Auch den Vorwurf des Betriebsrates, dass Dienstleistungen innerhalb des Konzernes „Westspielcasinos“ zu teuer verrechnet würden, wies Kämer zurück: „Dieser Vorwurf ist schon deshalb nicht haltbar, weil die Höhe der Vergütung seit 1999 nicht gestiegen ist.“ Außerdem sei mit der Gewerkschaft Verdi vereinbart worden, dass die Geschäftsführung externe Dienstleistungen einkaufen könne, ohne gegen Vereinbarungen zur gegenwärtig umstrittenen Verwendung von Trinkgeldern zu verstoßen.

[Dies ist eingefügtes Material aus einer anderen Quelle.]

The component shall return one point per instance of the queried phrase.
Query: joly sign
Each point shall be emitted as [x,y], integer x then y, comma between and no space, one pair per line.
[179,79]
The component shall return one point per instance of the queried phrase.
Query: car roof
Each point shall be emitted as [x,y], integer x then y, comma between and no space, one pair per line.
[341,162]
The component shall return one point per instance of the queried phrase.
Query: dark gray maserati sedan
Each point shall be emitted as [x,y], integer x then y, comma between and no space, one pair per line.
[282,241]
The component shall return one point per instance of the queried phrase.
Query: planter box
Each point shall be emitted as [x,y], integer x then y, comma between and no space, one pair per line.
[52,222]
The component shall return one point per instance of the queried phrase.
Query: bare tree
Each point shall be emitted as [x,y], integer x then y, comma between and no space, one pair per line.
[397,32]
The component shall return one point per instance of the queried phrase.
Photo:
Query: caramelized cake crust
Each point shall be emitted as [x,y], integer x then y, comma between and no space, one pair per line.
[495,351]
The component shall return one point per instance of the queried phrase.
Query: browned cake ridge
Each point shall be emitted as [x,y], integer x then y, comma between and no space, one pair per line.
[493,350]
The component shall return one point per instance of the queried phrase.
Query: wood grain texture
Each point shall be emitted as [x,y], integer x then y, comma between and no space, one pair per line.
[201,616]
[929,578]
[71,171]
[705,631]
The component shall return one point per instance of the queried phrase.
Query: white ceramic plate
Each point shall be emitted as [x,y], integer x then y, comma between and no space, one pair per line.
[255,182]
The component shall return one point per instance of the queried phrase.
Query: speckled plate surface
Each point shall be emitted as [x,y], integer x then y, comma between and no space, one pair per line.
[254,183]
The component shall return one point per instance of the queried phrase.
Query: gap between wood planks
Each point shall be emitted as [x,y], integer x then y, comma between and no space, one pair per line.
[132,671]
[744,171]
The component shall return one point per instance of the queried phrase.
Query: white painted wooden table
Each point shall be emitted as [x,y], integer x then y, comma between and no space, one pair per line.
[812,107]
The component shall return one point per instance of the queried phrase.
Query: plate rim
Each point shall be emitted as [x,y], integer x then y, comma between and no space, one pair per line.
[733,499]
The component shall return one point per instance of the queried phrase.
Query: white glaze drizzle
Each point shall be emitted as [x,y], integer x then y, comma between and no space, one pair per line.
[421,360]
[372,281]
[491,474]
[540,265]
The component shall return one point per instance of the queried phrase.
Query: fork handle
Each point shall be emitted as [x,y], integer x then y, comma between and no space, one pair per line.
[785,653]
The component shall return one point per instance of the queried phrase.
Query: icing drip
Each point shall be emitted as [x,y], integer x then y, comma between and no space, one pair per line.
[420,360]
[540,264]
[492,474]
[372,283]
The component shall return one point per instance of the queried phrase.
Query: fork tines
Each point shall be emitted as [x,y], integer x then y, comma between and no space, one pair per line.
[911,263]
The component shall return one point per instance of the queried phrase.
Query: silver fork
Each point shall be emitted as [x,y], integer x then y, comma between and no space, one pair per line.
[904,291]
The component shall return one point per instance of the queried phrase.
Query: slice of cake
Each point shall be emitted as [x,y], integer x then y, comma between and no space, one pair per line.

Der Geschäftsführer begründete den externen Einkauf von Dienstleistungen damit, dass dieselbe komplizierte und hoch spezialisierte Computertechnik in allen sieben Casinos der Gruppe eingesetzt werde und deshalb deren Wartung durch Experten der Gruppe günstiger sei als durch andere Dienstleister. Neben den IT-Dienstleistungen würde außerdem beispielsweise die Lohnbuchhaltung von der Zentrale in Duisburg geführt.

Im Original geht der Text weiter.